By Jess Todd
Entirely East Lansing
In 2011, some East Lansing residents filed concerns about landscape damage from deer. Now these concerns have reached a pinnacle due to a new worry about deer: chronic wasting disease.According to the East Lansing City Council’s summary of deer management activity from 2011 to present, the Michigan Department of Natural Resources confirmed the first case of the disease in May of 2015 in Meridian Township. Since then, the state department brought in the USDA Wildlife Services to cull the deer population within a 2-mile radius of the site of the confirmed disease.
The Department of Natural Resources has also proposed that East Lansing include Harrison Meadow Park and White Park in the culling zone. However, a strong sentiment against killing deer arose at the Nov. 17 City Council meeting.
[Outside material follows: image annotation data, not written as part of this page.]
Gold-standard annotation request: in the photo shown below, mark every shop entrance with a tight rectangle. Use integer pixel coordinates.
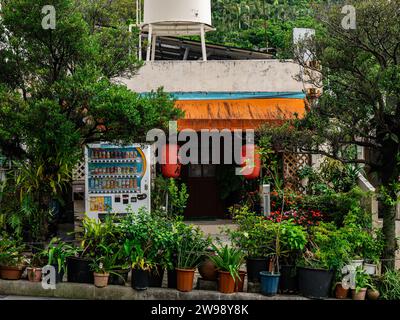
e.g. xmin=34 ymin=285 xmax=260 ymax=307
xmin=183 ymin=164 xmax=227 ymax=220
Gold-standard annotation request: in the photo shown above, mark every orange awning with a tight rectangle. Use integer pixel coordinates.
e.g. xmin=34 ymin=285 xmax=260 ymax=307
xmin=175 ymin=98 xmax=305 ymax=131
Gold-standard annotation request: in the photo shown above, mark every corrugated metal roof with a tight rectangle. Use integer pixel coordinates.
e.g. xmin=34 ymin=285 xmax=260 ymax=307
xmin=176 ymin=98 xmax=305 ymax=131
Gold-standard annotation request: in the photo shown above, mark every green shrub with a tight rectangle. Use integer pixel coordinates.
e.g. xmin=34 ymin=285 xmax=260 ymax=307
xmin=378 ymin=270 xmax=400 ymax=300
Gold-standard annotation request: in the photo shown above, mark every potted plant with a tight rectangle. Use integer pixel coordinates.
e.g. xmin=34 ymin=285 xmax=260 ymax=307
xmin=176 ymin=237 xmax=206 ymax=292
xmin=198 ymin=249 xmax=218 ymax=281
xmin=351 ymin=267 xmax=371 ymax=300
xmin=67 ymin=215 xmax=121 ymax=283
xmin=47 ymin=238 xmax=76 ymax=283
xmin=164 ymin=219 xmax=211 ymax=289
xmin=273 ymin=220 xmax=307 ymax=293
xmin=0 ymin=235 xmax=27 ymax=280
xmin=210 ymin=245 xmax=244 ymax=293
xmin=297 ymin=223 xmax=350 ymax=299
xmin=335 ymin=282 xmax=349 ymax=299
xmin=235 ymin=270 xmax=247 ymax=292
xmin=90 ymin=255 xmax=114 ymax=288
xmin=124 ymin=239 xmax=155 ymax=290
xmin=26 ymin=251 xmax=46 ymax=282
xmin=108 ymin=246 xmax=131 ymax=286
xmin=226 ymin=206 xmax=272 ymax=282
xmin=363 ymin=230 xmax=385 ymax=276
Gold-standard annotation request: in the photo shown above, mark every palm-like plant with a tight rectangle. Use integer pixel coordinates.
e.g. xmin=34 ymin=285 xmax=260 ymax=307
xmin=177 ymin=237 xmax=206 ymax=270
xmin=209 ymin=245 xmax=244 ymax=282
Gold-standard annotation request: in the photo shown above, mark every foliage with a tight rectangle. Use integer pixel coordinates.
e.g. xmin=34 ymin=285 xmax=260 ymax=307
xmin=298 ymin=158 xmax=361 ymax=195
xmin=298 ymin=223 xmax=351 ymax=276
xmin=271 ymin=187 xmax=372 ymax=226
xmin=0 ymin=0 xmax=182 ymax=240
xmin=176 ymin=233 xmax=208 ymax=269
xmin=124 ymin=239 xmax=156 ymax=271
xmin=0 ymin=234 xmax=27 ymax=267
xmin=152 ymin=176 xmax=189 ymax=219
xmin=207 ymin=0 xmax=317 ymax=57
xmin=226 ymin=207 xmax=307 ymax=269
xmin=209 ymin=245 xmax=244 ymax=282
xmin=263 ymin=0 xmax=400 ymax=268
xmin=26 ymin=248 xmax=47 ymax=268
xmin=47 ymin=238 xmax=77 ymax=273
xmin=379 ymin=270 xmax=400 ymax=300
xmin=355 ymin=267 xmax=372 ymax=292
xmin=80 ymin=215 xmax=122 ymax=259
xmin=226 ymin=206 xmax=274 ymax=258
xmin=121 ymin=209 xmax=172 ymax=267
xmin=168 ymin=178 xmax=189 ymax=216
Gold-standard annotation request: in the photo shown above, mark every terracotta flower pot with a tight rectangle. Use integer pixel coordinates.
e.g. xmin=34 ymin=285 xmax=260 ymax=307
xmin=367 ymin=289 xmax=380 ymax=300
xmin=235 ymin=271 xmax=247 ymax=292
xmin=351 ymin=288 xmax=367 ymax=300
xmin=26 ymin=267 xmax=42 ymax=282
xmin=176 ymin=269 xmax=196 ymax=292
xmin=335 ymin=282 xmax=349 ymax=299
xmin=218 ymin=271 xmax=236 ymax=293
xmin=0 ymin=266 xmax=25 ymax=280
xmin=199 ymin=258 xmax=218 ymax=281
xmin=93 ymin=272 xmax=110 ymax=288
The new City Council, elected Nov. 3, had its first decision to make just minutes after being sworn in.
Five East Lansing residents opposed the expansion and one supported it. The comments included discomfort about high-powered weaponry and wanting more information about the number of deer carrying the disease and the extent to which the deer are spreading it.
“I think that a lot of the issues raised by the public hearings are valid points and waiting for more information would be a good idea,” said Mayor Mark Meadows.
Following the public hearings, Mayor Pro-Tem Ruth Beier moved to defer action on the extension of the culling zone until the City Council’s first meeting in February. Councilman Erik Altmann seconded the motion.
“What is the endpoint?” asked Altmann. “There is evidence that if you hunt a herd, the does become more effective (at reproduction),” Altmann said.
City Councilwoman Susan Woods said that there is a clear distinction between taking action because it is available and taking action to satisfy the numerous complaints. Because this distinction creates questions, she also agreed to defer action.
The City Council voted unanimously to defer action until the first meeting in February. In the meantime, the U.S. Wildlife Services will continue to collect data regarding the deer population in East Lansing parks and the spread of the disease.